The Reporting Person is a director of NEA 13 GP, LTD, which is the sole general partner of NEA Partners 13, L.P. ("NEA Partners 13"). NEA Partners 13 is the sole general partner of New Enterprise Associates 13, L.P. ("NEA 13"), which is the direct beneficial owner of the securities. The Reporting Person disclaims beneficial ownership, within the meaning of Section 16 of the Securities Exchange Act of 1934, as amended, or otherwise of such portion of the NEA 13 shares in which the Reporting Person has no pecuniary interest.
The Reporting Person is a director of NEA 13 GP, LTD, which is the sole general partner of NEA Partners 13. NEA Partners 13 is the sole general partner of NEA 13, which is the sole member of Growth Equity Opportunities Fund II, LLC ("GEO II"), the direct beneficial owner of the securities.

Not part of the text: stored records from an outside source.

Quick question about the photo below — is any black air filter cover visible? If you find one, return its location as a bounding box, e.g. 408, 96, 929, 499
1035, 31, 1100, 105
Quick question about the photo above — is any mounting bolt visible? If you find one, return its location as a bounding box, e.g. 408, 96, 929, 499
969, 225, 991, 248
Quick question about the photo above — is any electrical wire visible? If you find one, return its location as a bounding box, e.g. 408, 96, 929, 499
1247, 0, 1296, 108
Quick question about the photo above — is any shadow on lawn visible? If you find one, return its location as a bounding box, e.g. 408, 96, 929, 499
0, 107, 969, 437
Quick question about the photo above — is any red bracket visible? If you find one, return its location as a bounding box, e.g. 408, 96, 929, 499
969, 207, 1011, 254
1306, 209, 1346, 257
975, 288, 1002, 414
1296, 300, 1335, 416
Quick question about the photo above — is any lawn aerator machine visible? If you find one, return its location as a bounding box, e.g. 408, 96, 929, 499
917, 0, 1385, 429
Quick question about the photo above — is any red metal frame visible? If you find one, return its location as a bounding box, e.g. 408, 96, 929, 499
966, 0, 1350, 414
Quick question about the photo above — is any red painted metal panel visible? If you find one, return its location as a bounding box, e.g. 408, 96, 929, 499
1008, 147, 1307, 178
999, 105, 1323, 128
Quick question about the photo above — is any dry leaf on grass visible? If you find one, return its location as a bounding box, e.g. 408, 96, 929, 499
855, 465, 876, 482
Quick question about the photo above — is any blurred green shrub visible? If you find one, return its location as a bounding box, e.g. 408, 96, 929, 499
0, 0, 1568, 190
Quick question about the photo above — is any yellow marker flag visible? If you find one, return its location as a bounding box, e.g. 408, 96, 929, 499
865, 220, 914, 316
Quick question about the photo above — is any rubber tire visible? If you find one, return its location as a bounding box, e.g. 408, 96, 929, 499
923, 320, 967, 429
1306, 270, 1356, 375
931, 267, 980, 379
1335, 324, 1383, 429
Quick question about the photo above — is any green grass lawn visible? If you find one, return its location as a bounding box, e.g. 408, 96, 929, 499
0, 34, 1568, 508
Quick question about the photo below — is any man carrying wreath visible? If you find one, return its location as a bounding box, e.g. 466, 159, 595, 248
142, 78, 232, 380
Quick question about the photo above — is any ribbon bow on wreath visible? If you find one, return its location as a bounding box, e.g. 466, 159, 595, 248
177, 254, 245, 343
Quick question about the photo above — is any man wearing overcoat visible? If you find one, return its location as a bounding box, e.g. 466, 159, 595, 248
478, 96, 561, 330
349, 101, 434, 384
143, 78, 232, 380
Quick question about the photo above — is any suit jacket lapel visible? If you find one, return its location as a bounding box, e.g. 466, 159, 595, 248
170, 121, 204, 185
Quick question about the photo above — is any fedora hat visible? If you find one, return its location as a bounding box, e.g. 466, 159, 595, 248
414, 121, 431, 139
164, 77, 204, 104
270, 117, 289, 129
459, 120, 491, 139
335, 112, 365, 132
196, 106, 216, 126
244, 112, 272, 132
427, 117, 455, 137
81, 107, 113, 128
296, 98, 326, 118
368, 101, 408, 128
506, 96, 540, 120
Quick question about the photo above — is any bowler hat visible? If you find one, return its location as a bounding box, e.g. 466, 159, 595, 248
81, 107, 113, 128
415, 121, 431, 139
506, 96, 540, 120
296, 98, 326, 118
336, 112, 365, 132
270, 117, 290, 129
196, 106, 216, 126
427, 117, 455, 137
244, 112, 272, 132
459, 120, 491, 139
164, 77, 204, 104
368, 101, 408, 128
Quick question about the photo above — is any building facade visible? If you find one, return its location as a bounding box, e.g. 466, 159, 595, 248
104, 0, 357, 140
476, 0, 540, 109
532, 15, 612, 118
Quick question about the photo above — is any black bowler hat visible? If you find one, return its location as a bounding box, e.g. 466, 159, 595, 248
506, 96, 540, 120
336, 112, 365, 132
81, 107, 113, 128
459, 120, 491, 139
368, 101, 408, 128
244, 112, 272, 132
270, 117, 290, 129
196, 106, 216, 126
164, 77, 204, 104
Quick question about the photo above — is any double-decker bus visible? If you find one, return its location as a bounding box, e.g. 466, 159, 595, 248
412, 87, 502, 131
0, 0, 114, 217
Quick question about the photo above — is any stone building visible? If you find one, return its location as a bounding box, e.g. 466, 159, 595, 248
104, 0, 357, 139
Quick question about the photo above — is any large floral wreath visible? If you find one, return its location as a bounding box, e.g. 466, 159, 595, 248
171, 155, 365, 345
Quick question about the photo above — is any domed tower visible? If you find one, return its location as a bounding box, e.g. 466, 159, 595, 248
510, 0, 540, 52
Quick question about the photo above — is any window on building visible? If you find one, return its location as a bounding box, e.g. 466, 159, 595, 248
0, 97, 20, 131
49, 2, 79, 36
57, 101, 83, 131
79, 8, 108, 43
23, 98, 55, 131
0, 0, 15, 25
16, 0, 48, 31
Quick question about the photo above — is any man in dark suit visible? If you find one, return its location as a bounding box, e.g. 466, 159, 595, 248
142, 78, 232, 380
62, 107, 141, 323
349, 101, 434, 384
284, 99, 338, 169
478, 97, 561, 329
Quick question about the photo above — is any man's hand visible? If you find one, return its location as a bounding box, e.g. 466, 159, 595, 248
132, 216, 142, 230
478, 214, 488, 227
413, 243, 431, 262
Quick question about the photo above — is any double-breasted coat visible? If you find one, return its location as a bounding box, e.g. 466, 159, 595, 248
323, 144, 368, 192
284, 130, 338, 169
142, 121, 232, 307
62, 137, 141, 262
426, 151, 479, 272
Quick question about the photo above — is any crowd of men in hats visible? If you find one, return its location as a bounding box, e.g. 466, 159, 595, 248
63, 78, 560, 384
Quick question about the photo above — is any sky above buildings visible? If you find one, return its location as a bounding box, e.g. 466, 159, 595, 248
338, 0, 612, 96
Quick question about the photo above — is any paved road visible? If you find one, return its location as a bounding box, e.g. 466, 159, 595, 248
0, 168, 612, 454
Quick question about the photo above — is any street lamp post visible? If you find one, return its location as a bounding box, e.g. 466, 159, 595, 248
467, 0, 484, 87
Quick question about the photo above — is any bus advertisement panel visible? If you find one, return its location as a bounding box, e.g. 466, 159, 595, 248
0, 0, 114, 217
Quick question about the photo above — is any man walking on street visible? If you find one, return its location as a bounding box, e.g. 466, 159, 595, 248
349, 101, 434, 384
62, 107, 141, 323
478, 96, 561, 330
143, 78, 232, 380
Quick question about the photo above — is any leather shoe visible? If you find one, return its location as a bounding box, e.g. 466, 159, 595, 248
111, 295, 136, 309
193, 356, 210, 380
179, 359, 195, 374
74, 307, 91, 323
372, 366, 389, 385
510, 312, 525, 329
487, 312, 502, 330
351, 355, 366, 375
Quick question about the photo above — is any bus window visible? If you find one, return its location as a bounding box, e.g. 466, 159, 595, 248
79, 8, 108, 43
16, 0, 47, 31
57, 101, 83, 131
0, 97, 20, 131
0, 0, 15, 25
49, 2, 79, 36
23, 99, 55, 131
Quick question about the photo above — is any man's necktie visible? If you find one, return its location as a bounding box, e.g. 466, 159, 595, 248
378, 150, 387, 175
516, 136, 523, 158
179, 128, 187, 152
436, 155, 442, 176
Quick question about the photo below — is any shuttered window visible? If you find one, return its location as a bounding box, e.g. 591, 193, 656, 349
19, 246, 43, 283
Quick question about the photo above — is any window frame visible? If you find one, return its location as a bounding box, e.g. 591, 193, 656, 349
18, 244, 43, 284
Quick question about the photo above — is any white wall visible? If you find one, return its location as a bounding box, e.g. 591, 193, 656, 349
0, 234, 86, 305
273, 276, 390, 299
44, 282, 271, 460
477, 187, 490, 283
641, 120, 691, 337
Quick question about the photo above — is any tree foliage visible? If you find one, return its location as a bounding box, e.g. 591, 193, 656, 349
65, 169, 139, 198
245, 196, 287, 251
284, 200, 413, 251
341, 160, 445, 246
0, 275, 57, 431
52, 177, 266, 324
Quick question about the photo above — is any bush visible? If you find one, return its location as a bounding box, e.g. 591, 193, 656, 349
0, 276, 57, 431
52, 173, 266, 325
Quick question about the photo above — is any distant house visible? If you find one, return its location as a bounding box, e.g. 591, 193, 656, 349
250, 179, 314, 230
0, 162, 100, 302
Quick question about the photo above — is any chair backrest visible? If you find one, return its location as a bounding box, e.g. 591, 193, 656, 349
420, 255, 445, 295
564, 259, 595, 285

The Reporting Person disclaims beneficial ownership within the meaning of Section 16 of the Securities Exchange Act of 1934, as amended, or otherwise of such portion of the GEO II shares in which the Reporting Person has no pecuniary interest.
The shares are directly held by Rising River Partners, L.P. The Reporting Person disclaims beneficial ownership within the meaning of Section 16 of the Securities Exchange Act of 1934, as amended, or otherwise of such portion of the shares of the Issuer held by Rising River Partners, L.P. in which the Reporting Person has no pecuniary interest.